I can understand your predicament, young girl. You are a few-months old bride and you have gone through a lot. I know your husband and in-laws are giving you a tough time but it does not mean that you should give up so easily. You must give your best shot before finally give in. You did not take the right decision by coming to your parents’ house. You should not have left your husband’s home in the first place. If you do not want a divorce then you should go back to your husband’s home. You have stated that they are your relatives. So, in case of divorce it will be a breakup of two families, not of two people. My suggestion to you is to reconcile with your hubby. If you want this marriage to continue then you have to put in extra effort. Even if he is not in a mood, you must give it a try so that you won’t regret your decision. Give your marriage some time. However, if you feel that despite your best efforts your husband or his family are not appreciating your love and there is no change in their behaviour, then yes, you can think about separation but not now. And a word of advice, don’t start your family unless you are 100 percent sure that you are going to stay with him. Remember, a child may complicate your case. So, weigh all the pros and cons before taking any final decision. Good luck!  

 

Just because she has kids!

Dear Guru,

I am a 25-year-old woman. I got married two years ago. Since I’ve got married, I have maintained good relations with my husband and my in-laws. But I don’t get along with my sister-in-law, H (my jhitani). She has been married for 12 years and has three kids. She hates me for no rhyme or reason. She is 10 years older than me and is ordinary looking. On the other hand, I happen to be pretty and smart and I am friendly too. H is a bitter person and she does not say anything good about anyone in the family. In contrast, I have made my place quickly among my in-laws. I treat my mother-in-law with respect. I started helping my mother-in-law and spending time with her the very next month of my marriage, whereas H didn’t do it in her 12 years of marriage. Now H has shifted to Islamabad but whenever she comes she doesn’t let my mother-in-law spend time with me.

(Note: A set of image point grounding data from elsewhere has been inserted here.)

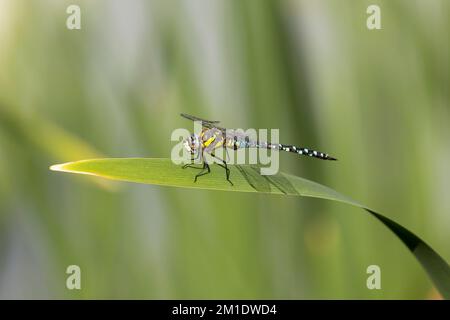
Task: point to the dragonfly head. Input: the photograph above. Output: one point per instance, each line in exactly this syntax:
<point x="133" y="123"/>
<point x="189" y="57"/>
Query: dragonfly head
<point x="192" y="143"/>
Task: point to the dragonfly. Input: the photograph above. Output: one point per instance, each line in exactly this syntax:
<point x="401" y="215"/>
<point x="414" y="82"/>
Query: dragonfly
<point x="213" y="137"/>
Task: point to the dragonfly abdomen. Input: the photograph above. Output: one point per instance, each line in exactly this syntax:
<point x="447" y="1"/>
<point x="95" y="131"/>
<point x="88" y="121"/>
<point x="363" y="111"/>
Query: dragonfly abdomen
<point x="301" y="151"/>
<point x="237" y="142"/>
<point x="294" y="149"/>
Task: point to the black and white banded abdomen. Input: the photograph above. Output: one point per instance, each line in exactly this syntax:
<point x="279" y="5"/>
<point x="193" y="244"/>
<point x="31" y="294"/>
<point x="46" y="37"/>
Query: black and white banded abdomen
<point x="298" y="150"/>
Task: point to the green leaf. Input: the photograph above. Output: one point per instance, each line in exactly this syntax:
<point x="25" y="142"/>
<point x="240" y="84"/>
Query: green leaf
<point x="247" y="179"/>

Guru, there is another thing which is bothering me. I haven’t been able to conceive yet but since my jethani has three kids, she thinks that she is the queen of the house and deserves all the importance and attention. But Guru, do you think it’s fair. Just because she has kids and I don’t have children is she superior and I am inferior?  What should I do so that my mother-in- law stays fair in treating both of us? I do all I can to make my in-laws happy but still they give preference to H. I am so upset.

Choti Bahu

Dear Choti Bahu,

You should not lose heart. You have been married only for two years. You are still young and there is ample time in your hand. However, if this thing is bothering you, you must go to a good gynecologist along with your hubby and get you and hubby checked. Sometimes there may be a medical complication that can be removed easily if you get to know on time. Then leave it to God. It’s kind of funny that people brag about having children without realizing that it is not their achievement; it’s a gift from God. Anyway, you should not feel upset about anything. Since H is the bari bahu and has three children, it’s but natural; don’t feel bad if your mom-in-law does not reciprocate your feelings. It seems like your sister-in-law is plain jealous of you, so just ignore her. You are a sensible woman, just keep doing good. What actually matters is your relationship with your husband. If you have a strong relationship with him and he is happy with you then all other things become secondary. Good luck!